Le Parisien, de Jean-François Paillard
Pour leur premier polar français, les éditions Asphalte proposent un point de départ on ne peut plus classique. C’est en effet ici le thème bien connu de l’homme de main trahi par ses employeurs que reprend Jean-François Paillard. L’homme de main, en l’occurrence, c’est ce parisien du titre, Nicolas, dit Narval, qui débarque à Marseille. Vétéran de l’armée qui a opéré sur tous les terrains de conflits du début des années 1990 à l’aube des années 2000, de l’Irak a l’ex-Yougoslavie en passant par l’Afrique centrale, cet homme miné par les séquelles autant physiques que psychologiques de ces guerres, est employé par des hommes du maire de la ville pour bousculer un caïd qui se croit un peu trop vite arrivé. Rapidement, cependant, Narval flaire l’embrouille, ce qui lui évite de tomber dans le traquenard qui lui a été tendu afin de lui faire porter le chapeau de l’élimination pure et simple dudit caïd. Dès lors, comme de coutume dans ce genre d’intrigue, Narval n’a qu’une idée en tête, faire payer ceux qui ont voulu se servir de lui.
La manière dont les tribulations de Narval dans Marseille, à la poursuite des gangs corses et de la Castellane qui ont voulu l’éliminer, le mènent du port autonome aux limites des calanques en passant par la gare Saint-Charles et le Vélodrome, s’intègre parfaitement dans le projet éditorial d’Asphalte. C’est une manière comme une autre de révéler les dessous pas toujours propres d’une ville qui se prête parfaitement à ce type de roman de genre, non seulement par ce qu’elle est, mais aussi par tout ce qu’elle peut charrier de clichés dans l’imaginaire collectif. Et les clichés du genre qu’utilise Jean-François Paillard viennent encore y faire écho. C’est, avec le rythme enlevé du roman, ce qui constitue l’intérêt du Parisien.
On sera de fait un peu plus circonspect sur la manière dont les personnages sont construits.

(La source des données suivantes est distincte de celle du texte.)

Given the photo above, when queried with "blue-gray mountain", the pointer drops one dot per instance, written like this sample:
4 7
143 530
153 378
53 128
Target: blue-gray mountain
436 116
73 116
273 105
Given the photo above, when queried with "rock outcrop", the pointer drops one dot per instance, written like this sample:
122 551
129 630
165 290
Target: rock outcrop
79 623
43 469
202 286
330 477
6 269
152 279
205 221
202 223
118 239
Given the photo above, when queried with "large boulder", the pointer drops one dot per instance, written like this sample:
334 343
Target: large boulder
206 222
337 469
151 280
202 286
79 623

On sent en effet dans le récit de Jean-François Paillard une certaine difficulté à trouver la bonne distance entre une écriture « behaviouriste » dans laquelle les actes des personnages se suffiraient à eux-mêmes et la volonté de donner dans ce récit à la première personne une explication aussi ténue soit-elle, ou à tout le moins une motivation, au comportement de Narval par le biais d’un passé – ou passif – lourd qui ne cesse de ressurgir dans ses pensées. En se plaçant dans cet entre-deux inconfortable, on a la sensation que l’auteur n’arrive pas à donner une véritable chair à son héros tandis que tout ce qui se passe autour de lui finit simplement par relever du simple décorum.
Ce qui permet au Parisien d’éviter la sortie de route, c’est en fin de compte, donc, son rythme et, cela mérite d’être signalé, une écriture agréable – au risque parfois, d’ailleurs, de se laisser entraîner par le seul plaisir de la bonne phrase. Honnête polar porté par une action sans temps mort mais auquel il manque certainement une réelle épaisseur, Le Parisien, est une lecture sympathique. Ni plus, ni moins.
Jean-François Paillard, Le Parisien, Asphalte, 2018. 240 p.